Location
- 1385 North Lava Flow Drive St. George, Utah 84770 United States
- Coordinates: 37°07′55″N 113°38′06″W﻿ / ﻿37.13194°N 113.63500°W

Information
- Other name: SCHS
- Type: Public high school
- School district: Washington County School District
- NCES School ID: 490114000206
- Principal: Kyle Campbell
- Teaching staff: 51.74 (on an FTE basis)
- Grades: 10–12
- Enrollment: 1,279 (2023–2024)
- Student to teacher ratio: 24.72
- Colors: Forest green, Vegas gold, navy blue
- Mascot: Warriors
- Website: schs.washk12.org

= Snow Canyon High School (Utah) =

Snow Canyon High School (SCHS) is a public high school in St.

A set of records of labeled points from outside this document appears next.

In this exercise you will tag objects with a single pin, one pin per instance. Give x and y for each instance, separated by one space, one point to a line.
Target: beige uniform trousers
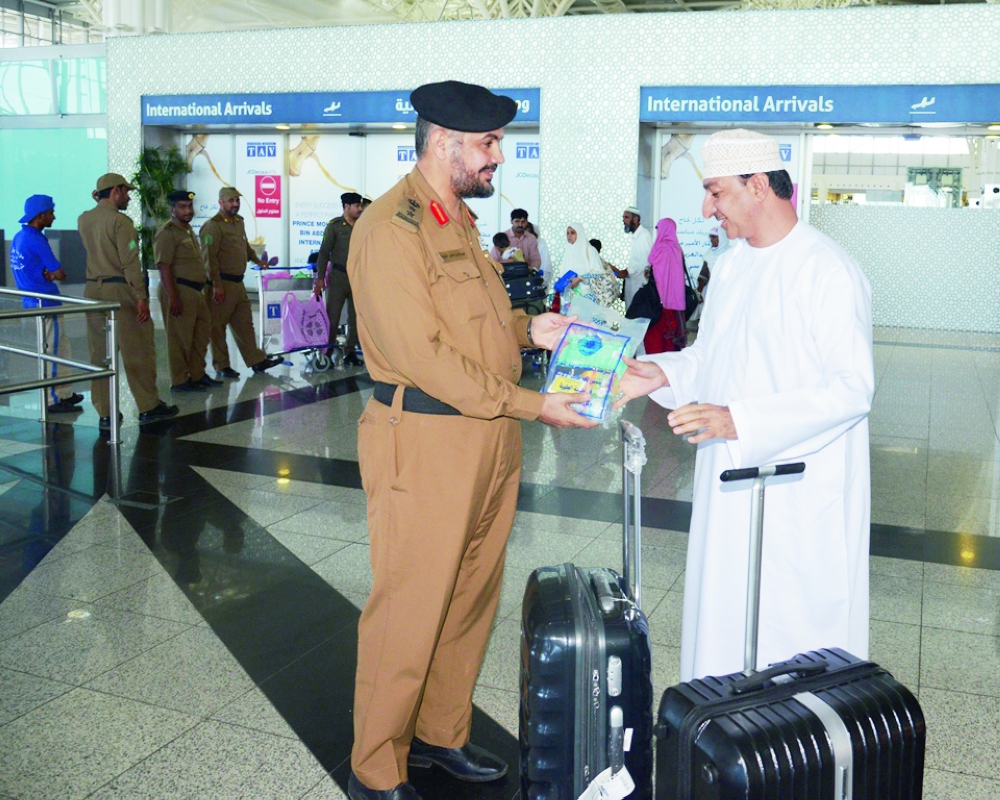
235 312
135 343
187 335
442 493
338 292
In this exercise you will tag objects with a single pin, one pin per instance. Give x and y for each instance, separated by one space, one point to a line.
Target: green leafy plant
156 177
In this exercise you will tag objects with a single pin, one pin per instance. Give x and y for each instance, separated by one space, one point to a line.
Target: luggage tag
608 787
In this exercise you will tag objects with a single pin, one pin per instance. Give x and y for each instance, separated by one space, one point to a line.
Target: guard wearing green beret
226 250
439 445
115 274
183 274
331 272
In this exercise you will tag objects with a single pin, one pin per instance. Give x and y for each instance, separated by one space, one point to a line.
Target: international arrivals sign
298 108
894 105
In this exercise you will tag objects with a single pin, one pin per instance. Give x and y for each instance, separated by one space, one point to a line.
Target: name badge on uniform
449 256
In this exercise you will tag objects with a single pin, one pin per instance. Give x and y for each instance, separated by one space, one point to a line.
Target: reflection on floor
195 636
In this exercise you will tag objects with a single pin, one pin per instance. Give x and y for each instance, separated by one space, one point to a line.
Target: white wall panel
589 70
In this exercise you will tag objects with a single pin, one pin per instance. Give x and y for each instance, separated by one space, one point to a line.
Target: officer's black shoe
63 407
356 790
104 423
162 411
267 363
188 386
470 763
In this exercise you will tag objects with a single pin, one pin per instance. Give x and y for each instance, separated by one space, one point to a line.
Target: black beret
462 106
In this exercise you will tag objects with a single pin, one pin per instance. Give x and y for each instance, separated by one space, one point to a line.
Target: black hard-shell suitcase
528 287
584 653
823 724
515 269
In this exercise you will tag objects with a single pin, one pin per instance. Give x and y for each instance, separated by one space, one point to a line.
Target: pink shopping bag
303 324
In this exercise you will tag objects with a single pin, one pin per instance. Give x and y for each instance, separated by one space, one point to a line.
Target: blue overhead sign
897 105
293 108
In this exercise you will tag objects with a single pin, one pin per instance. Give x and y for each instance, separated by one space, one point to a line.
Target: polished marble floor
178 619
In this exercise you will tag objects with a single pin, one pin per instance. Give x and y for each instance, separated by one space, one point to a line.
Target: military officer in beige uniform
227 251
114 274
333 252
178 257
439 445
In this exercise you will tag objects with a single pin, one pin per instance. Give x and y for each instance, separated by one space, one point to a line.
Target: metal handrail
71 305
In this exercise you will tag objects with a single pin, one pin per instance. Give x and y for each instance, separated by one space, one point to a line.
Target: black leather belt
414 400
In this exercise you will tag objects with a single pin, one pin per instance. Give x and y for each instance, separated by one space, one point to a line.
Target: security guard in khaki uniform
177 254
226 249
333 251
439 445
114 274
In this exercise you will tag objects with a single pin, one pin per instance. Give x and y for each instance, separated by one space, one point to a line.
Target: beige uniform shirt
432 309
112 246
226 247
178 248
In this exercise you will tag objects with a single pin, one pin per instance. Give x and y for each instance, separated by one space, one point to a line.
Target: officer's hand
710 422
641 378
547 329
556 411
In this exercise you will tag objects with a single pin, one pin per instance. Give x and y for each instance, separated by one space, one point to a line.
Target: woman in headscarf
667 334
593 279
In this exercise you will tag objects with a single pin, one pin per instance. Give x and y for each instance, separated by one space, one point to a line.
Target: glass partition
922 171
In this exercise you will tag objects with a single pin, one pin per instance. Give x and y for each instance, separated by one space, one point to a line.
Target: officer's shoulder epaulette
408 214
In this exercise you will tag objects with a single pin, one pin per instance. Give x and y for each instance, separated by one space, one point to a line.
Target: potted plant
155 178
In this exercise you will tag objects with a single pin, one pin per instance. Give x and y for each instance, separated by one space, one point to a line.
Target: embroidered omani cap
739 152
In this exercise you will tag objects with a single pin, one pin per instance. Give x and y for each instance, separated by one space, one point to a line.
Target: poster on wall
210 159
321 167
388 158
681 193
259 165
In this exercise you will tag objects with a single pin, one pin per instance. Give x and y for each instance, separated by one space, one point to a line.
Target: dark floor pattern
293 634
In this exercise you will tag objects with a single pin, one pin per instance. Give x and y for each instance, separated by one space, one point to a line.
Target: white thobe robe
638 260
786 343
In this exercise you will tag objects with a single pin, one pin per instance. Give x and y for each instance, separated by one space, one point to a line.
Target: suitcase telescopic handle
633 460
759 475
754 472
760 679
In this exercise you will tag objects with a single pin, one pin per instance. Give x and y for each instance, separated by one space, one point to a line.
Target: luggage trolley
272 286
526 290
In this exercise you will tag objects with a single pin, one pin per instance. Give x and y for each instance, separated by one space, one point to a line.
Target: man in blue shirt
36 269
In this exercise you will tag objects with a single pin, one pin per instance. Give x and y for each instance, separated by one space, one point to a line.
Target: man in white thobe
782 371
638 257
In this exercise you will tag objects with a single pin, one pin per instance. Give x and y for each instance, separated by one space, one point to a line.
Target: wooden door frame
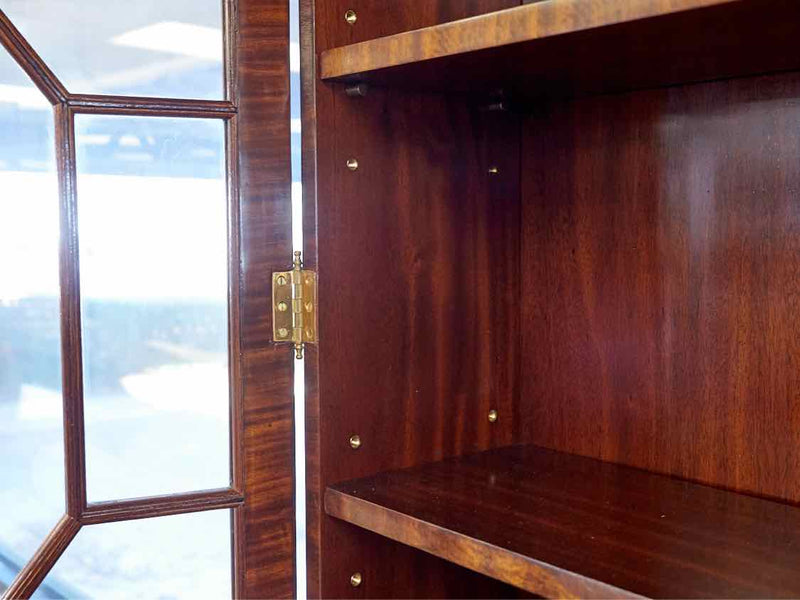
257 125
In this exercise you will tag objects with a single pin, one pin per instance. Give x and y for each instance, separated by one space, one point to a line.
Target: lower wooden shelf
560 525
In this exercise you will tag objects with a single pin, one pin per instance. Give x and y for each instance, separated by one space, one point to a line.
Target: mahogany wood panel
34 572
418 274
661 281
573 47
566 526
265 524
378 18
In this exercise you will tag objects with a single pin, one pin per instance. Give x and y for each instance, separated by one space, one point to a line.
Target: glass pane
182 556
31 442
160 48
153 258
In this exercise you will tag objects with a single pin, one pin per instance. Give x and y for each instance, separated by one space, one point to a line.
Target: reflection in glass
153 257
181 556
144 48
31 441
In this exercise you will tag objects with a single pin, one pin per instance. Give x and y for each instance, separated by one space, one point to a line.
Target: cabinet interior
611 263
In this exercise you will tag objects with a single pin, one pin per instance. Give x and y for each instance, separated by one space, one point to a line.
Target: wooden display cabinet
558 249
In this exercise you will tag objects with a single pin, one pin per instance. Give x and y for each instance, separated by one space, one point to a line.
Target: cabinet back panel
661 281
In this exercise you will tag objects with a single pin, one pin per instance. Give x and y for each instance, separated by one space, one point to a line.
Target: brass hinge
294 306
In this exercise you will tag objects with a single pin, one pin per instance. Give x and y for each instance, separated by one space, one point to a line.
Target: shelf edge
525 23
499 563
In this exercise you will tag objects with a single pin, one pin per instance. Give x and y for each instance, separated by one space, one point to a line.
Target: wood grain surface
661 281
417 255
564 48
565 526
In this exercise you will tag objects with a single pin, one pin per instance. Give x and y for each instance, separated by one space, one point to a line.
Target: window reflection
182 556
145 48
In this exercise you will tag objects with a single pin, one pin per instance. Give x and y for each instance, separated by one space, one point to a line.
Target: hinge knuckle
294 306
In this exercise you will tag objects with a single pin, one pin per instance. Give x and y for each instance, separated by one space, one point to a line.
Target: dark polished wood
660 319
417 254
264 526
34 572
576 47
378 18
566 526
173 504
156 107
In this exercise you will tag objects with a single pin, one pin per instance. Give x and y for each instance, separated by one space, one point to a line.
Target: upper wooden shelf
559 525
569 47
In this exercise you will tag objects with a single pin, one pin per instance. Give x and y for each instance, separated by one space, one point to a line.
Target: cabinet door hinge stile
294 306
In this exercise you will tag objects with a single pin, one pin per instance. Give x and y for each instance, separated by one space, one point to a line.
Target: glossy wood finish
259 228
27 58
418 274
378 18
145 508
34 572
660 324
265 524
566 526
573 47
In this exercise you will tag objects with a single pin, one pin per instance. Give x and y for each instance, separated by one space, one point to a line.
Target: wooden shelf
561 525
571 47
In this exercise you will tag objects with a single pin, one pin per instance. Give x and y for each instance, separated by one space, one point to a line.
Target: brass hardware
296 289
358 90
497 107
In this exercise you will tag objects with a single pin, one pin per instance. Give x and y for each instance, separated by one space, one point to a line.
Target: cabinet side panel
418 255
661 281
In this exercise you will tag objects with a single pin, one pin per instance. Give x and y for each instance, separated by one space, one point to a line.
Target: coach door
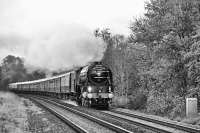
72 82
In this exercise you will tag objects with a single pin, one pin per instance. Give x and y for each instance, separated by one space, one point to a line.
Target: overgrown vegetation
158 65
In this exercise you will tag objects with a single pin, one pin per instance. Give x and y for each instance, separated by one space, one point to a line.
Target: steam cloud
59 47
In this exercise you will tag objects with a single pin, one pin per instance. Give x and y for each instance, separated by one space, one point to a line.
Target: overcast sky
61 31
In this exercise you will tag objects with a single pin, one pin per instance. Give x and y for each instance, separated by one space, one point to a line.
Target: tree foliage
161 56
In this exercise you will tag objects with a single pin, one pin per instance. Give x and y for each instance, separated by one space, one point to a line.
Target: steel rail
108 125
178 126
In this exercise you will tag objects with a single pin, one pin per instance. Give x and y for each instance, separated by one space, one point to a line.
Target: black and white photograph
99 66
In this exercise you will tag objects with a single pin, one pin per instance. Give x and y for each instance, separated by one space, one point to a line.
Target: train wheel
82 101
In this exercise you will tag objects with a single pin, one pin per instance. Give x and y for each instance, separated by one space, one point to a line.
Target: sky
57 34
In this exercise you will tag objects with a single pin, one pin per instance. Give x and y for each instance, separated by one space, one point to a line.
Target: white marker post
191 107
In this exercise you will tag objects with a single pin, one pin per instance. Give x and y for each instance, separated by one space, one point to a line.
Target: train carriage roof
41 80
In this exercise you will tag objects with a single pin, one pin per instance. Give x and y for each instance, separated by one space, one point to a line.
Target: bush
138 101
159 103
120 101
178 107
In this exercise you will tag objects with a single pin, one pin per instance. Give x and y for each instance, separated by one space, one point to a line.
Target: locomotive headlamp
89 88
89 95
109 89
110 95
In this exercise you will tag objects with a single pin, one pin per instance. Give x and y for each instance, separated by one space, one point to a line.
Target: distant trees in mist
12 70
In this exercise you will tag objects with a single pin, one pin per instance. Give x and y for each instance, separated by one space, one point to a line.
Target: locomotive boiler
95 84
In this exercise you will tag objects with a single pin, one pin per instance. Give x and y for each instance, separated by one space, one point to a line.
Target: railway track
65 119
160 126
152 123
103 123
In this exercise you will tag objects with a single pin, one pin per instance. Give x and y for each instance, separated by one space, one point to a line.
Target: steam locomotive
90 85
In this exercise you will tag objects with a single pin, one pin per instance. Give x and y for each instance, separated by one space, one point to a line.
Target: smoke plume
58 47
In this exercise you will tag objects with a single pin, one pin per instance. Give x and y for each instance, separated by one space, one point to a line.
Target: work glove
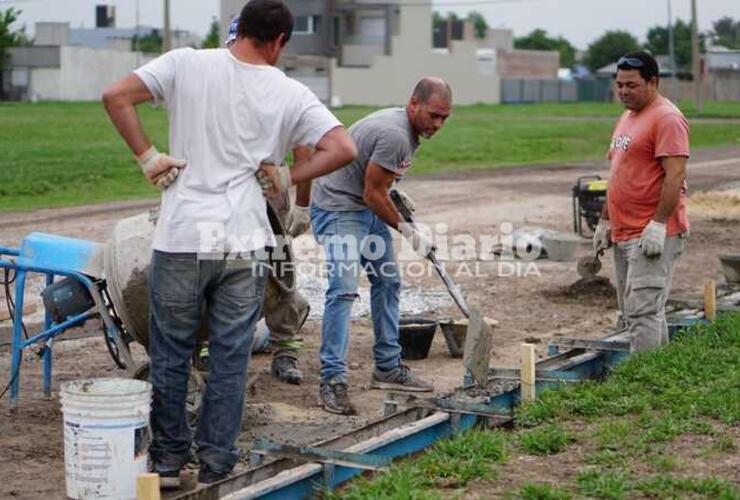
159 168
273 179
652 239
299 220
602 236
422 245
406 200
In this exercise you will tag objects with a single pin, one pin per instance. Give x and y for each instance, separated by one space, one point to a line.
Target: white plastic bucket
106 436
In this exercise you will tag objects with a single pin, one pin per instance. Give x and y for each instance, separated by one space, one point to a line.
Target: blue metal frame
22 266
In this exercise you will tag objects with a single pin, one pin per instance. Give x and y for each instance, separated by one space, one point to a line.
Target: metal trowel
477 351
590 265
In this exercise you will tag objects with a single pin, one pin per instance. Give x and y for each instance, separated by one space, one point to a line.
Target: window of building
307 25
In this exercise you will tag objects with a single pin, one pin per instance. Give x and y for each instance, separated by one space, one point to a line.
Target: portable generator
589 196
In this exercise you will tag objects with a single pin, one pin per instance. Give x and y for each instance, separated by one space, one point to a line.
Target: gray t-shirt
383 137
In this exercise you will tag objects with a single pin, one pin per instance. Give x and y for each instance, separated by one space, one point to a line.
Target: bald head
429 106
432 86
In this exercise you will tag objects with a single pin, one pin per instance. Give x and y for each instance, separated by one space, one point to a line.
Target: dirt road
523 296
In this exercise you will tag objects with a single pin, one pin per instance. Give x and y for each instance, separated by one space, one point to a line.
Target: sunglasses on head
631 62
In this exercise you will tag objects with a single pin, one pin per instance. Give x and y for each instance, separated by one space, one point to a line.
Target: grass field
60 154
659 427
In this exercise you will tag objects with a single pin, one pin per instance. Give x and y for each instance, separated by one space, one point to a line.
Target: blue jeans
354 241
226 295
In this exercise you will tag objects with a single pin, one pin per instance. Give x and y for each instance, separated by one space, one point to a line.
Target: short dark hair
427 87
648 66
264 20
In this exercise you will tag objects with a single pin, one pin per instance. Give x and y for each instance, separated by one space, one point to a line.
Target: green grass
532 491
545 440
60 154
451 463
623 426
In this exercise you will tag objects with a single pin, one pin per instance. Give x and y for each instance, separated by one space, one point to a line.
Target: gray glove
298 221
159 168
273 179
602 236
406 199
652 239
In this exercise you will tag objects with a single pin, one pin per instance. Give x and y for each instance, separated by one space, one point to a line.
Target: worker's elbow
368 197
347 151
109 96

George, Utah, United States. It is part of the Washington County School District. Zone: west St. George, Santa Clara and Ivins. As of January 2019, it serves 1,165 students making it the fourth largest high school in St. George and in the district.

== Athletics ==
The school competes in the 4A division in region 9 with all other Washington County schools, besides Enterprise High School. They also share the region with Cedar high school from Cedar City, Utah which is located in Iron County. Snow Canyon will remain in 4A Region 9 for the 2023–2025 classification period.

Snow Canyon is known for its baseball team's success, having won their 7th state championship in 2026. Six of the seven championships have come under Coach Reed Secrist.